More investment in Russia may offset sanction effects, execs say

Article by Christian A., on October 10, 2014

Western sanctions imposed against Russia may not be advantageous for foreign businesses, but auto executives are still bent on overcoming such dilemma. Several of them say that it would be best if carmakers continue investing in Russia, as the current crisis in the country failed to dampen their hopes of cashing in heavily from this prime growth market.

They have reasons for their continued optimism. For instance, they believe that Russia’s sour relationship with the United States and Europe may sweeten in a few years. They also cite the declining value of the Russian ruble and the possibility of higher Russian import tariffs – which encourage local auto production and more investment in the country.
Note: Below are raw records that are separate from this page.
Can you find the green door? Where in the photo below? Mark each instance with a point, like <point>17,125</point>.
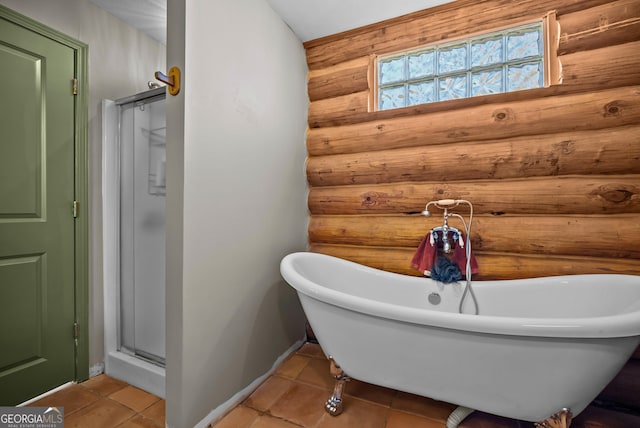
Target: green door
<point>37,224</point>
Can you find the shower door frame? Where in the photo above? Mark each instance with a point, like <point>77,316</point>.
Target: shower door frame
<point>122,365</point>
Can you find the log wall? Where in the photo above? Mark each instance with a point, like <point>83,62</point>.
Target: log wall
<point>553,173</point>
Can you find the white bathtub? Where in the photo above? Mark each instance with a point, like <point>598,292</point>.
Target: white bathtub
<point>536,347</point>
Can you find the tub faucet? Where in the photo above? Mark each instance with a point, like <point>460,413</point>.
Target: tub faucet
<point>446,245</point>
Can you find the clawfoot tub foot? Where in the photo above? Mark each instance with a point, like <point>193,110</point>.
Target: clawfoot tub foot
<point>333,406</point>
<point>562,419</point>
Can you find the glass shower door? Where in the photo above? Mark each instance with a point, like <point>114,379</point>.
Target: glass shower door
<point>142,228</point>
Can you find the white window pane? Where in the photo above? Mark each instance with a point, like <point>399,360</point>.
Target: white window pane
<point>392,71</point>
<point>391,98</point>
<point>452,59</point>
<point>453,87</point>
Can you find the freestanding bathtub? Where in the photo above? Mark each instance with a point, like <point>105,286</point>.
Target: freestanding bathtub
<point>538,348</point>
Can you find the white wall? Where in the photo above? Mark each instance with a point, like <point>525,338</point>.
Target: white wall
<point>121,61</point>
<point>236,196</point>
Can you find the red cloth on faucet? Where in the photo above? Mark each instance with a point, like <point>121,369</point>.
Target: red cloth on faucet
<point>426,254</point>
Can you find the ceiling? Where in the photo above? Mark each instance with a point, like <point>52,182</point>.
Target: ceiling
<point>309,19</point>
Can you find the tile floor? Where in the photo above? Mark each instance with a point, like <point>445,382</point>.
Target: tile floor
<point>105,402</point>
<point>294,397</point>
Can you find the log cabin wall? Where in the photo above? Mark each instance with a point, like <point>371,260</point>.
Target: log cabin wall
<point>553,173</point>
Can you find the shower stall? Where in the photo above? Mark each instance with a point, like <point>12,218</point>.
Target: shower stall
<point>133,179</point>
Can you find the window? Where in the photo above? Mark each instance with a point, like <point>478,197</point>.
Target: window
<point>503,61</point>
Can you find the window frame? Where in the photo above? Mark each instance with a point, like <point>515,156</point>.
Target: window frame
<point>552,68</point>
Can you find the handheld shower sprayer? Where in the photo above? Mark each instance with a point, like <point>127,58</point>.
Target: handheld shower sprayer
<point>445,205</point>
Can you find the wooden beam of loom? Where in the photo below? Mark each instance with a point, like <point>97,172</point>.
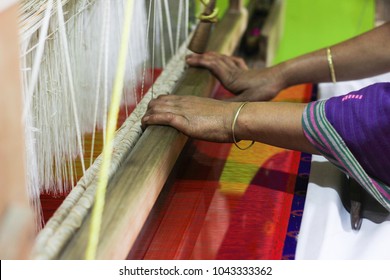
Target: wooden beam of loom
<point>135,187</point>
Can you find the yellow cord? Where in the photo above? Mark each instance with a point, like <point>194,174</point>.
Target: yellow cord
<point>213,16</point>
<point>97,212</point>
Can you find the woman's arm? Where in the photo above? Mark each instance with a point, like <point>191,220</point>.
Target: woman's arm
<point>274,123</point>
<point>363,56</point>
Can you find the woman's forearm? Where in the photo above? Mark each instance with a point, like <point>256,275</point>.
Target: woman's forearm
<point>274,123</point>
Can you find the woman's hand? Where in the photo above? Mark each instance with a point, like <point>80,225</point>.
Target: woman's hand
<point>234,75</point>
<point>196,117</point>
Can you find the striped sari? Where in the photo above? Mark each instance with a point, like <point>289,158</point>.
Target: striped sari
<point>353,132</point>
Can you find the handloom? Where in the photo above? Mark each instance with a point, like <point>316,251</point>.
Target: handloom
<point>153,156</point>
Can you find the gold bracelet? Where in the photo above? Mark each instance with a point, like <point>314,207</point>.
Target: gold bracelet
<point>331,66</point>
<point>234,124</point>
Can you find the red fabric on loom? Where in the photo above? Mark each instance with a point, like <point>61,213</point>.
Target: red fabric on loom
<point>214,208</point>
<point>220,202</point>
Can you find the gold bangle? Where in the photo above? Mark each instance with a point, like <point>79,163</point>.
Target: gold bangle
<point>331,66</point>
<point>234,124</point>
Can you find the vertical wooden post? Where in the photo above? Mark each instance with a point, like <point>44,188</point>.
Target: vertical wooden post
<point>16,219</point>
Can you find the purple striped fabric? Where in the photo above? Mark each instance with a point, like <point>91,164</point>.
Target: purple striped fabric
<point>352,132</point>
<point>362,119</point>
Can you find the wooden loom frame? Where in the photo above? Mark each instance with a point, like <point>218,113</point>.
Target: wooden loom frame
<point>151,161</point>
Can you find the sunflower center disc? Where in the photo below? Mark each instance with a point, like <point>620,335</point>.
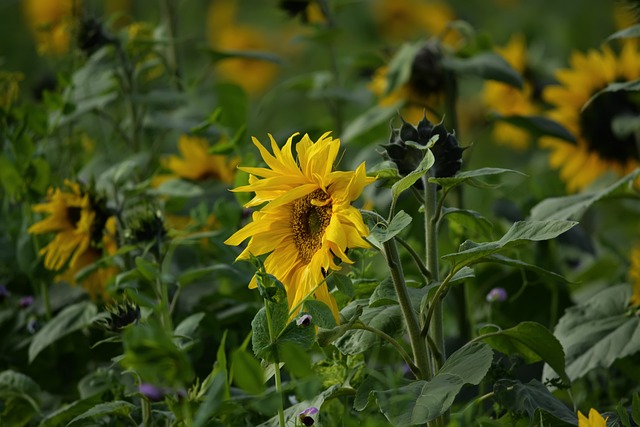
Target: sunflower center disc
<point>308,223</point>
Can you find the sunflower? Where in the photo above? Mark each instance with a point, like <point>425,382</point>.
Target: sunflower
<point>83,231</point>
<point>634,275</point>
<point>594,420</point>
<point>225,34</point>
<point>601,145</point>
<point>308,222</point>
<point>196,163</point>
<point>50,22</point>
<point>507,100</point>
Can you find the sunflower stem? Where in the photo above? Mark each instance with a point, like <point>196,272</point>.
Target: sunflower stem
<point>272,339</point>
<point>418,345</point>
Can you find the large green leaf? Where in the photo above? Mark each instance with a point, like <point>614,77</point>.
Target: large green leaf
<point>573,206</point>
<point>71,319</point>
<point>598,332</point>
<point>531,399</point>
<point>118,408</point>
<point>533,341</point>
<point>487,65</point>
<point>423,401</point>
<point>519,233</point>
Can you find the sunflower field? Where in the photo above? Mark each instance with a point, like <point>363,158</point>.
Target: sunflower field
<point>287,213</point>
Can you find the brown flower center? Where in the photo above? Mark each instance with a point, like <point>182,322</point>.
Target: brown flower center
<point>310,216</point>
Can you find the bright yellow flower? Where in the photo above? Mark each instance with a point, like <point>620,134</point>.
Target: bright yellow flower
<point>308,222</point>
<point>634,275</point>
<point>510,101</point>
<point>594,420</point>
<point>51,22</point>
<point>196,163</point>
<point>83,234</point>
<point>225,34</point>
<point>598,149</point>
<point>403,20</point>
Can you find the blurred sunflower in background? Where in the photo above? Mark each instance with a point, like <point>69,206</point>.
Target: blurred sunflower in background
<point>51,23</point>
<point>227,35</point>
<point>84,232</point>
<point>603,125</point>
<point>508,100</point>
<point>308,222</point>
<point>196,164</point>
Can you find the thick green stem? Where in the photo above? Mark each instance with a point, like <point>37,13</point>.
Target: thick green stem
<point>272,338</point>
<point>418,345</point>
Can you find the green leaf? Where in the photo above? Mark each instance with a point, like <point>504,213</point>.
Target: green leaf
<point>487,65</point>
<point>321,314</point>
<point>386,318</point>
<point>629,32</point>
<point>530,399</point>
<point>247,372</point>
<point>188,326</point>
<point>406,182</point>
<point>148,269</point>
<point>471,220</point>
<point>471,178</point>
<point>343,283</point>
<point>368,120</point>
<point>69,320</point>
<point>598,332</point>
<point>177,188</point>
<point>575,205</point>
<point>534,342</point>
<point>537,126</point>
<point>519,233</point>
<point>422,401</point>
<point>118,408</point>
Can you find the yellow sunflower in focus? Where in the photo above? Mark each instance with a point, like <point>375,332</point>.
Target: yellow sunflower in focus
<point>196,163</point>
<point>634,275</point>
<point>603,144</point>
<point>507,100</point>
<point>594,420</point>
<point>308,222</point>
<point>50,22</point>
<point>225,34</point>
<point>82,232</point>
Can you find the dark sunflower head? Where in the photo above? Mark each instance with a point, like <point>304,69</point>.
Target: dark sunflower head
<point>446,150</point>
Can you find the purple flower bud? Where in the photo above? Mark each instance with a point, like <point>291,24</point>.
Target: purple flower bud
<point>497,295</point>
<point>26,302</point>
<point>151,392</point>
<point>4,293</point>
<point>306,416</point>
<point>304,320</point>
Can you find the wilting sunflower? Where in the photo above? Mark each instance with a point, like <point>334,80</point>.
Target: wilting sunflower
<point>84,232</point>
<point>603,145</point>
<point>508,100</point>
<point>196,163</point>
<point>50,22</point>
<point>594,420</point>
<point>226,34</point>
<point>308,222</point>
<point>634,275</point>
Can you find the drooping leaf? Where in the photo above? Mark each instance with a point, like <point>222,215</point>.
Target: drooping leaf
<point>118,408</point>
<point>519,233</point>
<point>534,342</point>
<point>598,332</point>
<point>575,205</point>
<point>69,320</point>
<point>487,65</point>
<point>423,401</point>
<point>531,398</point>
<point>471,178</point>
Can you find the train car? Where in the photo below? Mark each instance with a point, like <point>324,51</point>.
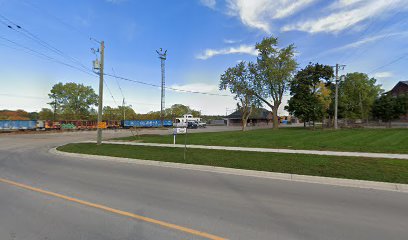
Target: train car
<point>145,123</point>
<point>18,124</point>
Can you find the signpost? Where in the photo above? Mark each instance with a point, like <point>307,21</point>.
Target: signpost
<point>181,131</point>
<point>178,131</point>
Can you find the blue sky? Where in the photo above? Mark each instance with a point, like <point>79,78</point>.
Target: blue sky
<point>203,38</point>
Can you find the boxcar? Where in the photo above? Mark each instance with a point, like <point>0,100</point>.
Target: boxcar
<point>145,123</point>
<point>18,124</point>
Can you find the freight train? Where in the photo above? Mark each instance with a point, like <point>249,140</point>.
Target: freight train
<point>7,125</point>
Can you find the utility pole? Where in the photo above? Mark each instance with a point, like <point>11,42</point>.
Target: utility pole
<point>337,94</point>
<point>100,106</point>
<point>124,110</point>
<point>162,57</point>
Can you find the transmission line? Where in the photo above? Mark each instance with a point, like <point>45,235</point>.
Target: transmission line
<point>169,88</point>
<point>37,53</point>
<point>18,28</point>
<point>389,63</point>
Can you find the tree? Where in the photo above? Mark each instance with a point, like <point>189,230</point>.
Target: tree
<point>274,71</point>
<point>239,80</point>
<point>357,94</point>
<point>45,114</point>
<point>72,100</point>
<point>310,97</point>
<point>119,113</point>
<point>388,108</point>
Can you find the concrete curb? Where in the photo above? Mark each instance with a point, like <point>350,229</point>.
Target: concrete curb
<point>270,150</point>
<point>396,187</point>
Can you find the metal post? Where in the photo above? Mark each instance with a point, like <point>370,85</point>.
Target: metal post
<point>100,107</point>
<point>162,57</point>
<point>336,96</point>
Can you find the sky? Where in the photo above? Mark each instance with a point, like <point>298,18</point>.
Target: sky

Fiat Chrysler chief executive Sergio Marchionne remarked that in the medium term, “this thing” will settle and the auto industry will be back to some level of normality. He, however, noted that alternatives to such move are “relatively ugly,” not just for Europe, but in general.
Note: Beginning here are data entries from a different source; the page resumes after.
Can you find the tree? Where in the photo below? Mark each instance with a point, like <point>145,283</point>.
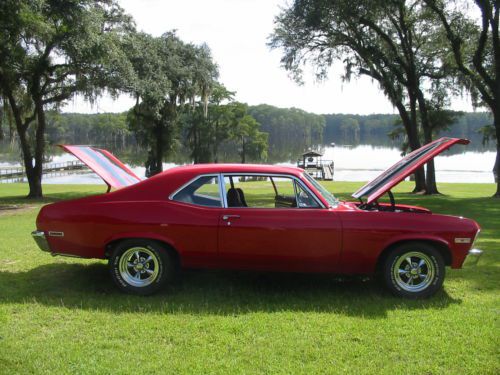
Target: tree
<point>252,143</point>
<point>169,75</point>
<point>49,51</point>
<point>475,49</point>
<point>391,41</point>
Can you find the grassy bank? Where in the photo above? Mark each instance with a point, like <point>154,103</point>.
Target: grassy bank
<point>62,315</point>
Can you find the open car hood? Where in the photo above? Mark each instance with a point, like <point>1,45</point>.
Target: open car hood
<point>114,173</point>
<point>403,168</point>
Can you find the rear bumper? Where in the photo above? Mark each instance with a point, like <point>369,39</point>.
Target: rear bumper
<point>472,257</point>
<point>40,240</point>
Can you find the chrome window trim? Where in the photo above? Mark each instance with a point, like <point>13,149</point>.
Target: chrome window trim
<point>217,175</point>
<point>295,178</point>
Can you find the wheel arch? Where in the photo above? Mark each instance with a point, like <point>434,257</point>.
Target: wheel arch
<point>440,245</point>
<point>111,244</point>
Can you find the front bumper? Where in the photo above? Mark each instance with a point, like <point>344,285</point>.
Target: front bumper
<point>40,240</point>
<point>472,257</point>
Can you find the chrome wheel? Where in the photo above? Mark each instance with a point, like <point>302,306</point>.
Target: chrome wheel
<point>139,266</point>
<point>414,271</point>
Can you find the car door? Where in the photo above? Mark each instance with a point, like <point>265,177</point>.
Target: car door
<point>193,216</point>
<point>272,232</point>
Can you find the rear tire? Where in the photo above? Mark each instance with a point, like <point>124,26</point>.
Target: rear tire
<point>414,270</point>
<point>140,266</point>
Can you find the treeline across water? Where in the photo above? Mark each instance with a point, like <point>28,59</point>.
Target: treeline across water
<point>290,131</point>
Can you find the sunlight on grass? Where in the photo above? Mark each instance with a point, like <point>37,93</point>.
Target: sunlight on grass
<point>62,315</point>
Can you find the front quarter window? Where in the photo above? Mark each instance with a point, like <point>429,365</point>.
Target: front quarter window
<point>203,191</point>
<point>329,197</point>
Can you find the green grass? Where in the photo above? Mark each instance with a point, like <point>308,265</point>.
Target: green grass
<point>62,315</point>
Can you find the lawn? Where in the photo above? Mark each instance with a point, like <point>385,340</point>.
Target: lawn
<point>62,315</point>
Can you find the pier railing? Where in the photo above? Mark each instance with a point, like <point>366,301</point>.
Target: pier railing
<point>18,172</point>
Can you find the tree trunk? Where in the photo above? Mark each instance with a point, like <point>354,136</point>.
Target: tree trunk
<point>414,142</point>
<point>430,178</point>
<point>35,177</point>
<point>243,151</point>
<point>496,168</point>
<point>2,121</point>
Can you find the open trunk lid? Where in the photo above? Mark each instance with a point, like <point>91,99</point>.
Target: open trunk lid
<point>114,173</point>
<point>405,167</point>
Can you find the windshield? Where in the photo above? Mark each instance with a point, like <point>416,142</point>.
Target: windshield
<point>329,197</point>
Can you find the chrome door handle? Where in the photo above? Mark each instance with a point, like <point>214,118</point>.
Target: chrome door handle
<point>227,217</point>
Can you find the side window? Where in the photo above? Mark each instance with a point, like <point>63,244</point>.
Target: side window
<point>266,192</point>
<point>304,198</point>
<point>204,191</point>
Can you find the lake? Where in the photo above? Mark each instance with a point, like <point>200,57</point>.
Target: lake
<point>352,163</point>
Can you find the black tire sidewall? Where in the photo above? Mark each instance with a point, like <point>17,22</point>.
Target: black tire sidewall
<point>165,266</point>
<point>397,253</point>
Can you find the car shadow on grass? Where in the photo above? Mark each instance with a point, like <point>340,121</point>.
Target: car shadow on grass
<point>89,287</point>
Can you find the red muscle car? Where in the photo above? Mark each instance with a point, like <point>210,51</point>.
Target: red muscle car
<point>255,217</point>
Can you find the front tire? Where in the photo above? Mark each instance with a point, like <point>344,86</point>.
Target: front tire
<point>414,270</point>
<point>141,267</point>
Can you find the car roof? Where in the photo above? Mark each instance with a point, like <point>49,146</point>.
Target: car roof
<point>233,168</point>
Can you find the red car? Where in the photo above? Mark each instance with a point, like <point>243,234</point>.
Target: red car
<point>255,217</point>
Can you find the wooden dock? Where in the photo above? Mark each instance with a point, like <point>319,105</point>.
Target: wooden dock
<point>12,174</point>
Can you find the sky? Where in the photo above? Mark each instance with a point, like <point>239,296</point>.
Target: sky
<point>237,32</point>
Roland Berger recently said that import embargoes against Western vehicles would hurt Russia by cutting tax and tariff revenues, warning that “automotive sanctions” are possible. Roland Berger said that the current situation in Russia would benefit Asian carmakers.

With the ruble dropping 11 percent in value since Feb. 28, carmakers are adopting the strategy made Japanese makers when the yen was depreciating – producing where they are selling. Carlos Ghosn, CEO of the Renault-Nissan Alliance, noted that devalued ruble and higher tariffs mean that selling imported cars is “quasi-impossible” in Russia, which could be circumvented by localizing production.

Ford of Europe Chief Operating Officer Barb Samardzich quipped that Russia push for local production is “in our best interest.” So far, Ford has not slowed its investment in the country since the more it localize and get in rubles, the less exposed it is to the current crisis. Light vehicle sales in the country dropped 12 percent in the first eight months of 2014, according to consulting firm Roland Berger.